How Do You Avoid a Coverage Gap Between Jobs?

Updated July 9, 2026 6 min read

Between the last day at one job and the first health-eligible day at the next, there’s often a stretch of weeks or months where the question of coverage falls entirely on the person in transition.

The short answer

Avoiding a coverage gap between jobs generally comes down to comparing a small set of options — continuing prior employer coverage temporarily, joining a spouse’s or family plan, or enrolling in marketplace coverage through a special enrollment period triggered by the job change itself. Each option has different costs and timing, and the right fit depends on how long the gap is expected to last.

Continuing the old employer’s coverage

Federal and state rules generally allow continuing group health coverage from a previous employer for a limited time after leaving a job, often referred to by the continuation program’s name. The tradeoff is cost: the employee typically pays the full premium, including the portion an employer previously covered, which usually makes this option noticeably more expensive per month than active employment. It can still make sense for someone in the middle of ongoing treatment who wants to keep the same providers and plan without interruption, but the price difference is worth weighing against the alternatives before defaulting to it.

Joining a spouse’s or family plan

Losing job-based coverage is generally recognized as a qualifying life event, which can open a window to join a spouse’s employer plan outside that plan’s own annual enrollment period. This route often costs less than continuing a previous employer’s plan, since it usually involves an existing group rate rather than paying the full unsubsidized cost alone. The deadline to act is typically short, so this option only works if pursued promptly after the job change.

Marketplace coverage

For those without a spouse’s plan to join, losing employer coverage also generally qualifies as a trigger for enrolling in an individual marketplace plan outside the standard open enrollment period.
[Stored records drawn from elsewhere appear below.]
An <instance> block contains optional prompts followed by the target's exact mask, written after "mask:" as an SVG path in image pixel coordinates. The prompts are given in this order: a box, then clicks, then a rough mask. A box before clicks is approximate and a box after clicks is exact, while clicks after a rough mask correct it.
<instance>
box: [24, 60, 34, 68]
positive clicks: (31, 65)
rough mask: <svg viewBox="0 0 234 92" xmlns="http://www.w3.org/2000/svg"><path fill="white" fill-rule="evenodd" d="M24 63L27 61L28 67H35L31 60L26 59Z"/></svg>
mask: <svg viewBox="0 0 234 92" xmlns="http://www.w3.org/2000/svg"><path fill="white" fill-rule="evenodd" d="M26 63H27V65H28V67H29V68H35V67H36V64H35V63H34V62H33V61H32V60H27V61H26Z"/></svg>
Marketplace plans vary widely in structure and cost, and depending on income, some form of subsidy may apply, though eligibility rules are set by regulation and change over time, so current details are worth confirming directly rather than assumed from past experience.
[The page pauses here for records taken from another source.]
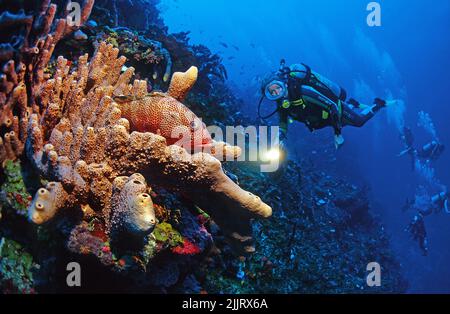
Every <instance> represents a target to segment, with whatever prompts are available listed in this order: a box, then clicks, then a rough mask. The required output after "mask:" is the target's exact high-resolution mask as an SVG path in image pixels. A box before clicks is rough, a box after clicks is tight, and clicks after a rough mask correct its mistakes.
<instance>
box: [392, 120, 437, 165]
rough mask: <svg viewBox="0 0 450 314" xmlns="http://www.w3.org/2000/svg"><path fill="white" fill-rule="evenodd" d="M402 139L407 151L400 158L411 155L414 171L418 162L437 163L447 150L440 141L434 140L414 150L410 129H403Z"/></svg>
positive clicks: (405, 147) (401, 134)
mask: <svg viewBox="0 0 450 314" xmlns="http://www.w3.org/2000/svg"><path fill="white" fill-rule="evenodd" d="M400 139H401V140H402V141H403V144H404V145H405V149H404V150H403V151H402V152H400V154H399V155H398V156H404V155H406V154H408V155H410V156H411V164H412V169H413V170H414V167H415V163H416V160H420V161H423V162H431V161H436V160H437V159H438V158H439V157H440V156H441V155H442V153H443V152H444V150H445V145H444V144H441V143H440V142H439V141H438V140H432V141H431V142H429V143H427V144H425V145H423V146H422V147H419V148H414V136H413V134H412V131H411V129H410V128H409V127H404V128H403V130H402V133H401V134H400Z"/></svg>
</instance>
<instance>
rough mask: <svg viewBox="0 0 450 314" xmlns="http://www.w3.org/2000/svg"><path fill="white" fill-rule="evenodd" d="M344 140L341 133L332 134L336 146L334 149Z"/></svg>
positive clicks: (340, 145) (343, 143) (341, 143)
mask: <svg viewBox="0 0 450 314" xmlns="http://www.w3.org/2000/svg"><path fill="white" fill-rule="evenodd" d="M344 142H345V140H344V137H343V136H342V134H335V135H334V146H335V147H336V149H339V148H340V147H341V146H342V145H344Z"/></svg>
Timing the new job’s waiting period

Even after accepting a new position, coverage rarely starts on day one. Most employers apply a waiting period before benefits eligibility begins, and understanding that length in advance — asking during the offer stage rather than after starting — helps determine exactly how long any bridge coverage needs to last.

Weighing the options together

What to weigh

There isn’t a single right answer here, since the best bridge option depends on the length of the gap, household circumstances, and ongoing medical needs that vary from person to person. What’s consistent is that acting promptly matters, since most of these paths — continuation coverage, a spouse’s plan, and marketplace enrollment — all run on their own short deadlines once the job change happens.